Oh yeah, one more thing about dogs…just to simplify matters. If it’s a hound, then a group of them is known as a pack, a cry or a mute. How did they ever…you know the drill.

If you have a hamster and he’s a he, he’s a buck. If he’s a she, she’s a doe.

The babies are pups, and if you have more than one, it’s a horde. If you have a gerbil, please see hamster. Everything’s the same.

If you have a male guinea pig, he’s a boar (like the guy you met at the club the other night, right girls?).

If it’s a girl, she’s a sow, the babies are pups and more than one is a group. How boring. Or is it boaring?

Your pet rabbit is a buck if it’s a boy, a doe if it’s a girl, and the babies are either kittens, bunnies or kits.

It gets more confusing the more rabbits you add.

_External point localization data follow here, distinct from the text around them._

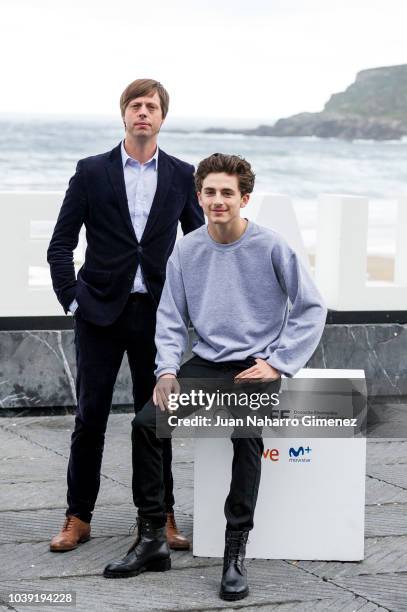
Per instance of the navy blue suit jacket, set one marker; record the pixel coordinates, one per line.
(96, 197)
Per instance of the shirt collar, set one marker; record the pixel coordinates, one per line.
(126, 157)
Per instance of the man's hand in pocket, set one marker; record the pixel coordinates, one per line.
(166, 384)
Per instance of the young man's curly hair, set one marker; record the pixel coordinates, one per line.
(229, 164)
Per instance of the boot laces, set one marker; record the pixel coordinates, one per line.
(171, 521)
(235, 549)
(68, 524)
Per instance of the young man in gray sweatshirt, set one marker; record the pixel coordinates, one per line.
(234, 280)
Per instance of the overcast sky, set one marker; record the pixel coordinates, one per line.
(244, 59)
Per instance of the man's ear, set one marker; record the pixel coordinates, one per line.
(245, 200)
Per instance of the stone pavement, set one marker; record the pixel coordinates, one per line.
(33, 458)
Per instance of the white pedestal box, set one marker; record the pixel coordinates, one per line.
(305, 510)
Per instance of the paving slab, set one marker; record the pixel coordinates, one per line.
(386, 452)
(378, 492)
(389, 519)
(40, 525)
(33, 459)
(187, 589)
(382, 556)
(389, 591)
(395, 473)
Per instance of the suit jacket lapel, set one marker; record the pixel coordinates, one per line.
(165, 171)
(116, 176)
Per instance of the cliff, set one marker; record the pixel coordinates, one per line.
(373, 107)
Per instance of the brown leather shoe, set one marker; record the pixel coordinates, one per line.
(175, 539)
(73, 532)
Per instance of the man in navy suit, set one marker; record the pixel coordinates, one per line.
(130, 201)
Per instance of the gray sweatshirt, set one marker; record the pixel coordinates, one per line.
(237, 298)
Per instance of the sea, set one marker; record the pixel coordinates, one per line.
(40, 153)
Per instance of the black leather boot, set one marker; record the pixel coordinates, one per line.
(149, 553)
(234, 578)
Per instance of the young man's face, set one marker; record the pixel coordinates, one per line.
(220, 198)
(143, 116)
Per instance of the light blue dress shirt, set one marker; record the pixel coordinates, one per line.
(141, 184)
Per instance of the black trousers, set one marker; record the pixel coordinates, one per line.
(147, 449)
(99, 353)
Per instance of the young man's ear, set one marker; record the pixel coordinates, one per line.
(245, 199)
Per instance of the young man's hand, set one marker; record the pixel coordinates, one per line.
(166, 384)
(262, 370)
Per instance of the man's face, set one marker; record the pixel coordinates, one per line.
(143, 116)
(220, 198)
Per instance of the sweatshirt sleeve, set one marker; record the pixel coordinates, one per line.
(171, 337)
(305, 323)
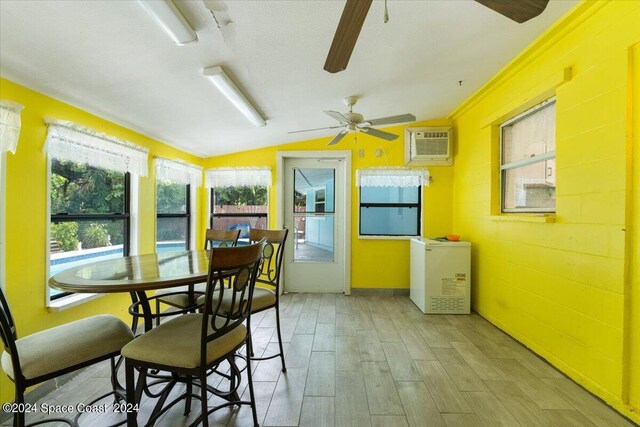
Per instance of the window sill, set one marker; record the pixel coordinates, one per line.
(70, 301)
(387, 237)
(544, 218)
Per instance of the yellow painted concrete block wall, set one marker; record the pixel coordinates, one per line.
(26, 220)
(633, 139)
(394, 273)
(558, 287)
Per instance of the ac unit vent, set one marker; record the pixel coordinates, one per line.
(427, 146)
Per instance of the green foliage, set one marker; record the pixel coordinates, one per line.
(94, 236)
(78, 188)
(172, 198)
(66, 234)
(241, 196)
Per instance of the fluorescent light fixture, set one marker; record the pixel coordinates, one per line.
(225, 85)
(171, 20)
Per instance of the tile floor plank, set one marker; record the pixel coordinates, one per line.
(381, 391)
(418, 405)
(318, 412)
(443, 391)
(352, 407)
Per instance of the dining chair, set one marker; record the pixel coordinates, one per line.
(267, 293)
(193, 345)
(44, 355)
(179, 296)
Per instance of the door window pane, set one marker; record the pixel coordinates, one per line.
(314, 207)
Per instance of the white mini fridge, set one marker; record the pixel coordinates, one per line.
(440, 276)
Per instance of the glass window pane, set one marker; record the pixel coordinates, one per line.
(531, 187)
(313, 238)
(392, 221)
(172, 198)
(78, 188)
(75, 243)
(246, 199)
(534, 134)
(314, 190)
(171, 234)
(389, 194)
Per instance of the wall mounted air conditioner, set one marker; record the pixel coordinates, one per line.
(428, 146)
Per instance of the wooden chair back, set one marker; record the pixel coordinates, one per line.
(228, 304)
(272, 256)
(221, 238)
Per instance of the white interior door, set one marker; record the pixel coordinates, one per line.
(314, 212)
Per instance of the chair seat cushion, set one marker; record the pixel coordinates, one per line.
(262, 298)
(177, 343)
(64, 346)
(181, 297)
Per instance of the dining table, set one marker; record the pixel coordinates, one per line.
(136, 275)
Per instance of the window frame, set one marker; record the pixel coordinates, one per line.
(66, 217)
(505, 167)
(186, 215)
(418, 205)
(213, 215)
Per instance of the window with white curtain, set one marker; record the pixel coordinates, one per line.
(391, 201)
(10, 123)
(239, 199)
(528, 160)
(176, 184)
(92, 187)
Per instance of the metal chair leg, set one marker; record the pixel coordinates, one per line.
(249, 378)
(284, 367)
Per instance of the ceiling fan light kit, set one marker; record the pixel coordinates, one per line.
(225, 85)
(171, 20)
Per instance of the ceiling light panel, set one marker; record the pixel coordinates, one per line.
(171, 20)
(226, 86)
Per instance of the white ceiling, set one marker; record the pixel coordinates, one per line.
(112, 59)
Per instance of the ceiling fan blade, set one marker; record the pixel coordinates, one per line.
(519, 11)
(402, 118)
(338, 137)
(379, 134)
(353, 16)
(338, 116)
(309, 130)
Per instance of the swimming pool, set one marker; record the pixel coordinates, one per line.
(65, 260)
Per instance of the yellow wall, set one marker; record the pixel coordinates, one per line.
(559, 287)
(394, 273)
(26, 220)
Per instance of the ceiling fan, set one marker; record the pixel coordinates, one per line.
(355, 12)
(355, 122)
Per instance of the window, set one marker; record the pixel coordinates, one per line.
(528, 160)
(391, 201)
(93, 179)
(176, 182)
(173, 217)
(242, 208)
(239, 199)
(89, 215)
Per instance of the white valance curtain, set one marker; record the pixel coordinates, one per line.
(9, 125)
(70, 141)
(238, 177)
(178, 172)
(392, 177)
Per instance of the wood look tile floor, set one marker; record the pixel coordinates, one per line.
(378, 361)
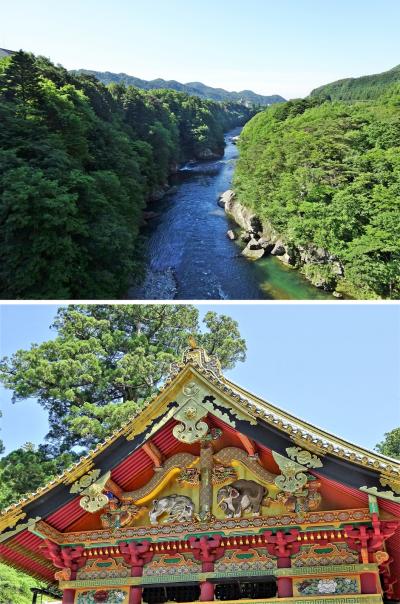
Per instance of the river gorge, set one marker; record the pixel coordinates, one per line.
(189, 255)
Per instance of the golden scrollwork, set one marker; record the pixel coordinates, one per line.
(304, 457)
(293, 477)
(85, 481)
(390, 481)
(92, 497)
(190, 415)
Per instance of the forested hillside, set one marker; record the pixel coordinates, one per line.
(78, 162)
(359, 89)
(193, 88)
(326, 176)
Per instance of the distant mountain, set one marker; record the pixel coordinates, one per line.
(248, 97)
(360, 89)
(5, 53)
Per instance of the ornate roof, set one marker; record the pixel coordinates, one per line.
(245, 408)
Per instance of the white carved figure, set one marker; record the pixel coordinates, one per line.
(178, 508)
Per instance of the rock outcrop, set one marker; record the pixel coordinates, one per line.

More than one is known as a colony, drove, leash, nest, trace, or warren.

This Looks Like A Piteousness To Me
This Looks Like A Piteousness To Me | Source

Here are some real head scratchers: a bunch of ducks is a badelynge, brace, bunch, flock, paddling, raft, or team.

A bunch of other birds is a fleet, flight, flock, parcel, pod, volery, or dissimulation (small birds only). What about large birds, you say?

A bunch of cranes is a herd, sedge, or siege…a bunch of emus is a mob. And doves have their own nomenclature. A bunch of doves is a dole, flight, or piteousness.

And it goes even further; a bunch of falcons is a cast…a bunch of hawks is an aerie, cast, or kettle…and a bunch of peacocks is a muster or ostentation.

Mammals, especially primates, have got to be easier to remember, right? A bunch of apes is a shrewdness. Oh, well.

Here's a special suggestion just for HubPages readers: print this article and take it with you on vacation.

When the kids start whining, “Are we there yet?” bring it out and quiz them. You should get 30 minutes or 30 miles out of it.